Foufi Vasiliki, Timakum Tatsawan, Gaudet-Blavignac Christophe, Lovis Christian, Song Min
Division of Medical Information Sciences, University Hospitals of Geneva, Geneva, Switzerland.
Faculty of Medicine, University of Geneva, Geneva, Switzerland.
J Med Internet Res. 2019 Jun 13;21(6):e12876. doi: 10.2196/12876.
Social media platforms constitute a rich data source for natural language processing tasks such as named entity recognition, relation extraction, and sentiment analysis. In particular, social media platforms about health provide a different insight into patient's experiences with diseases and treatment than those found in the scientific literature.
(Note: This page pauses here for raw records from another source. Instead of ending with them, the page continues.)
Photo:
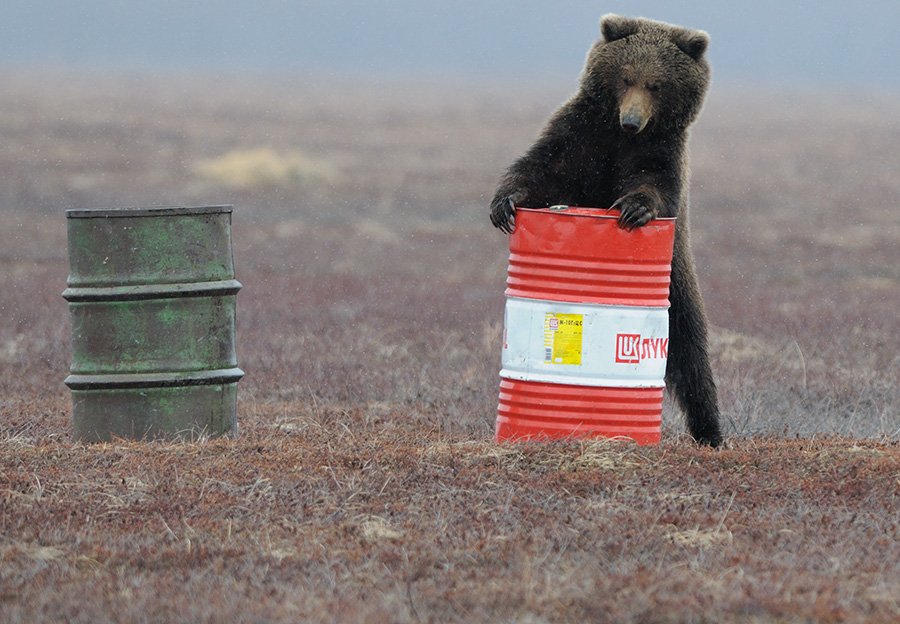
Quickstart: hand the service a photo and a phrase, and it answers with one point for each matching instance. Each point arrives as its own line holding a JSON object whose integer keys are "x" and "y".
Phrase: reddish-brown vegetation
{"x": 364, "y": 485}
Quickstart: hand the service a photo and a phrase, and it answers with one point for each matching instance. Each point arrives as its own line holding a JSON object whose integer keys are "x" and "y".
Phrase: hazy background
{"x": 806, "y": 43}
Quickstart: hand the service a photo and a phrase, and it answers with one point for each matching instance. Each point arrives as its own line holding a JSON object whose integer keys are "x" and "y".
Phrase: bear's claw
{"x": 503, "y": 214}
{"x": 635, "y": 211}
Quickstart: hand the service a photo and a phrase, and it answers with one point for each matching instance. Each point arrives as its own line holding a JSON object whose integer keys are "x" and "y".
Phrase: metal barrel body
{"x": 586, "y": 326}
{"x": 152, "y": 299}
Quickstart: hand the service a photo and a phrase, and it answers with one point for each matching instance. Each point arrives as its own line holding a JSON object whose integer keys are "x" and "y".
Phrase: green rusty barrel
{"x": 151, "y": 296}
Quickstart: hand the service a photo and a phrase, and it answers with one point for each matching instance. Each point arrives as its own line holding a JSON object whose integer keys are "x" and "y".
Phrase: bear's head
{"x": 648, "y": 75}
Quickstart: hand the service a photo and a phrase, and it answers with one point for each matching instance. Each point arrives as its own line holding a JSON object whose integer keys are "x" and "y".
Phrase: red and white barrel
{"x": 586, "y": 329}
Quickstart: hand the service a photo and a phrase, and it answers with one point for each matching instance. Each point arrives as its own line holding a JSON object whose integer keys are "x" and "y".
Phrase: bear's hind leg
{"x": 688, "y": 371}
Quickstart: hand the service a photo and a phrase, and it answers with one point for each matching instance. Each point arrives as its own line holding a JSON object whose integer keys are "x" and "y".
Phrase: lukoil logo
{"x": 631, "y": 348}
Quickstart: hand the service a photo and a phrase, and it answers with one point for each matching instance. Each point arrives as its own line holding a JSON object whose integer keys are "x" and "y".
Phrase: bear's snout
{"x": 635, "y": 111}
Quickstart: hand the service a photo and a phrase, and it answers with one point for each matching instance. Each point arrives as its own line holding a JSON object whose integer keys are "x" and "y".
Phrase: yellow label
{"x": 562, "y": 338}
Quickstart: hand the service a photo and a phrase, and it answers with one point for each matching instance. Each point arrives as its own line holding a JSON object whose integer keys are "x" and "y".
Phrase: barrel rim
{"x": 139, "y": 292}
{"x": 168, "y": 379}
{"x": 148, "y": 211}
{"x": 584, "y": 211}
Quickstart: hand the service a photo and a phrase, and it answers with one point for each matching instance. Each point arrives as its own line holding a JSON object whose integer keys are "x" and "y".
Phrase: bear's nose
{"x": 631, "y": 122}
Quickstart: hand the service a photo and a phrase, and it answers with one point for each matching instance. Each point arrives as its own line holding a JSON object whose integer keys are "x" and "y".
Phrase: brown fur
{"x": 621, "y": 141}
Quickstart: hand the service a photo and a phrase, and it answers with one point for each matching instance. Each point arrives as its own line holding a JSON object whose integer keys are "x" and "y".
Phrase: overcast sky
{"x": 804, "y": 42}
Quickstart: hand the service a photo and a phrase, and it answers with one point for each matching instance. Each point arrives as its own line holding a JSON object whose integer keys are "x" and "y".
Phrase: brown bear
{"x": 620, "y": 142}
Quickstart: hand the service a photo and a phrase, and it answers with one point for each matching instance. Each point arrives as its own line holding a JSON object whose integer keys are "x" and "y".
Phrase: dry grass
{"x": 364, "y": 485}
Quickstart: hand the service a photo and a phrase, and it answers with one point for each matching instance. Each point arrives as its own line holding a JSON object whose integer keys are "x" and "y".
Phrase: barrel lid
{"x": 584, "y": 211}
{"x": 152, "y": 211}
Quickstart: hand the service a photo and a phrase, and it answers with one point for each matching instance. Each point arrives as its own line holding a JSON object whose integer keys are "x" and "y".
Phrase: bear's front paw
{"x": 637, "y": 210}
{"x": 503, "y": 214}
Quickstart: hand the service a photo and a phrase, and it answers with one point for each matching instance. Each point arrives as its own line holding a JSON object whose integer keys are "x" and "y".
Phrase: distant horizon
{"x": 808, "y": 44}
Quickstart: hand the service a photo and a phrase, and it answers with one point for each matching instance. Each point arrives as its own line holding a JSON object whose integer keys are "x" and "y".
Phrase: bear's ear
{"x": 692, "y": 42}
{"x": 617, "y": 27}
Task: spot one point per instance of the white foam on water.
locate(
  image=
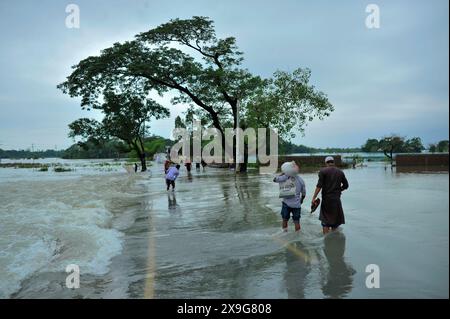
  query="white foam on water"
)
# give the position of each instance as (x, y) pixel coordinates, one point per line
(48, 225)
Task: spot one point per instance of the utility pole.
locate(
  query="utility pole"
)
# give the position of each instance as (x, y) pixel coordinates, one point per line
(237, 165)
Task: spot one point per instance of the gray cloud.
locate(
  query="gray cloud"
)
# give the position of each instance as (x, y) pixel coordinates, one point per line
(393, 79)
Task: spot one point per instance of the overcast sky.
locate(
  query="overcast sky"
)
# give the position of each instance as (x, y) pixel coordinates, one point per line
(388, 80)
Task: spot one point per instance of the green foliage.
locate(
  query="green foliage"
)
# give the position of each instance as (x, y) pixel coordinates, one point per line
(15, 154)
(394, 144)
(186, 57)
(60, 169)
(92, 149)
(440, 147)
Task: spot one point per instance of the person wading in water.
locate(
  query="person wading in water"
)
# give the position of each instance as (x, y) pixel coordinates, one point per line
(332, 182)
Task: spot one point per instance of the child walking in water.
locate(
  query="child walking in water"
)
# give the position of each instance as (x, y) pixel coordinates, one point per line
(171, 176)
(293, 192)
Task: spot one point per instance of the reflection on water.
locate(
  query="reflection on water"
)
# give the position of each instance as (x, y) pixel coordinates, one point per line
(339, 280)
(218, 236)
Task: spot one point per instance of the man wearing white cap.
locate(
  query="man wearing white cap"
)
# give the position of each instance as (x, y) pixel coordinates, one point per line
(332, 182)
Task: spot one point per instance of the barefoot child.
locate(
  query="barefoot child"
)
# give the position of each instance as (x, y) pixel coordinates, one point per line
(292, 191)
(171, 176)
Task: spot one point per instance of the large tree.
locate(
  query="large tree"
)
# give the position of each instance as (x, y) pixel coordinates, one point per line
(186, 57)
(126, 117)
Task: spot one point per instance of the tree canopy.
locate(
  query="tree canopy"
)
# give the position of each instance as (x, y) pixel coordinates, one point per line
(126, 118)
(186, 57)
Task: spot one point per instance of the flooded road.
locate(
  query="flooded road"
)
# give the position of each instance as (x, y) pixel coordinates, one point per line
(218, 236)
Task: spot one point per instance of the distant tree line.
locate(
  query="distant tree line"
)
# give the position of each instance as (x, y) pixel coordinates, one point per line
(286, 147)
(440, 147)
(393, 144)
(92, 148)
(30, 154)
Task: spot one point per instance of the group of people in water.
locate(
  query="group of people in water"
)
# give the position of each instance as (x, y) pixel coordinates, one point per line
(331, 183)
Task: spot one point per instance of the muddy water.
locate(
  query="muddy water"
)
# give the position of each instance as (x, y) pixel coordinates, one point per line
(218, 235)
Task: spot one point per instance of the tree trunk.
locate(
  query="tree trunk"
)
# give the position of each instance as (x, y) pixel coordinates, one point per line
(143, 162)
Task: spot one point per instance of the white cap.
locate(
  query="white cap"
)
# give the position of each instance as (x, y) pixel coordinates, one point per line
(288, 168)
(329, 159)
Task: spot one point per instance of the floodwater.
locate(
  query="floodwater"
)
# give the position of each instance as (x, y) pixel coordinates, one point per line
(218, 235)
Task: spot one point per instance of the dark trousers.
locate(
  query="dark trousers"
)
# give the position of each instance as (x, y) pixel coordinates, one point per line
(169, 182)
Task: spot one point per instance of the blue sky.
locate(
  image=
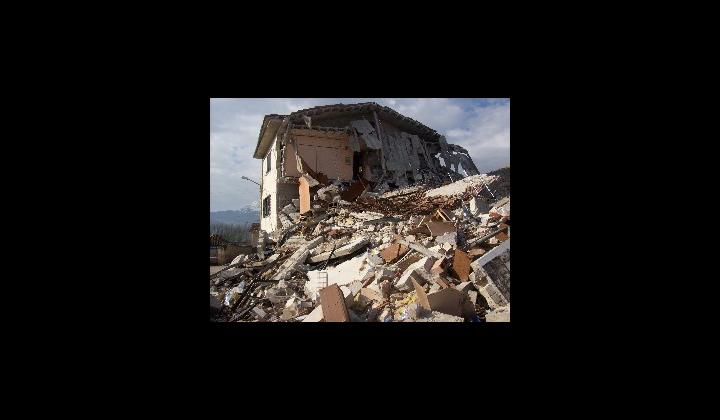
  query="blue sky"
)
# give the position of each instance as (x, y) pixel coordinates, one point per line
(480, 125)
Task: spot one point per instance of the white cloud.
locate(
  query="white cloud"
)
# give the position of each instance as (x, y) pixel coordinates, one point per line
(482, 127)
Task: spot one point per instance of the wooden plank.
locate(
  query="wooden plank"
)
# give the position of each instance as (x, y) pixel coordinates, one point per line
(461, 265)
(304, 189)
(333, 304)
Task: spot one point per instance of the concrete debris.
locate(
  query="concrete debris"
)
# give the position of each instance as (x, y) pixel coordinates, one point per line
(334, 307)
(436, 316)
(374, 249)
(348, 249)
(498, 315)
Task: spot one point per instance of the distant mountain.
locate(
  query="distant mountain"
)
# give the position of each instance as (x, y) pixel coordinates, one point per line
(245, 215)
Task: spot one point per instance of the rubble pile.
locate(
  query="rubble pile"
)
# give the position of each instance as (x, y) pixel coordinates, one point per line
(367, 252)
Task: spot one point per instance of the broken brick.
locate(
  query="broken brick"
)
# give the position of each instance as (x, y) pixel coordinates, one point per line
(461, 265)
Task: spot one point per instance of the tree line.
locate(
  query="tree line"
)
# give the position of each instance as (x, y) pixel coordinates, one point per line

This paper aimed to report a study of entities related to chronic diseases and their relation in user-generated text posts. The major focus of our research is the study of biomedical entities found in health social media platforms and their relations and the way people suffering from chronic diseases express themselves.
We collected a corpus of 17,624 text posts from disease-specific subreddits of the social news and discussion website Reddit. For entity and relation extraction from this corpus, we employed the PKDE4J tool developed by Song et al (2015). PKDE4J is a text mining system that integrates dictionary-based entity extraction and rule-based relation extraction in a highly flexible and extensible framework.
Using PKDE4J, we extracted 2 types of entities and relations: biomedical entities and relations and subject-predicate-object entity relations. In total, 82,138 entities and 30,341 relation pairs were extracted from the Reddit dataset. The most highly mentioned entities were those related to oncological disease (2884 occurrences of cancer) and asthma (2180 occurrences). The relation pair anatomy-disease was the most frequent (5550 occurrences), the highest frequent entities in this pair being cancer and lymph. The manual validation of the extracted entities showed a very good performance of the system at the entity extraction task (3682/5151, 71.48% extracted entities were correctly labeled).
This study showed that people are eager to share their personal experience with chronic diseases on social media platforms despite possible privacy and security issues. The results reported in this paper are promising and demonstrate the need for more in-depth studies on the way patients with chronic diseases express themselves on social media platforms.
社交媒体平台构成了用于自然语言处理任务(如命名实体识别、关系抽取和情感分析)的丰富数据源。特别是,关于健康的社交媒体平台提供了与科学文献中不同的关于患者疾病经历和治疗的见解。
本文旨在报告一项关于用户生成的文本帖子中与慢性病相关的实体及其关系的研究。我们研究的主要重点是健康社交媒体平台中发现的生物医学实体及其关系,以及慢性病患者表达自己的方式。
我们从社交新闻和讨论网站Reddit的特定疾病子版块收集了17624篇文本帖子的语料库。为了从该语料库中提取实体和关系,我们使用了Song等人(2015年)开发的PKDE4J工具。PKDE4J是一个文本挖掘系统,它在一个高度灵活和可扩展的框架中集成了基于字典的实体提取和基于规则的关系提取。
使用PKDE4J,我们提取了两种类型的实体和关系:生物医学实体和关系以及主谓宾实体关系。总共从Reddit数据集中提取了82138个实体和30341个关系对。提及最多的实体是与肿瘤疾病(“癌症”出现2884次)和哮喘(“哮喘”出现2180次)相关的实体。“解剖结构 - 疾病”关系对最为常见(出现5550次),该关系对中出现频率最高的实体是癌症和淋巴。对提取实体的人工验证表明,该系统在实体提取任务中表现非常出色(3682/5151,71.48%的提取实体被正确标注)。
这项研究表明,尽管存在隐私和安全问题,人们仍渴望在社交媒体平台上分享他们的慢性病个人经历。本文报告的结果很有前景,并表明有必要对慢性病患者在社交媒体平台上表达自己的方式进行更深入的研究。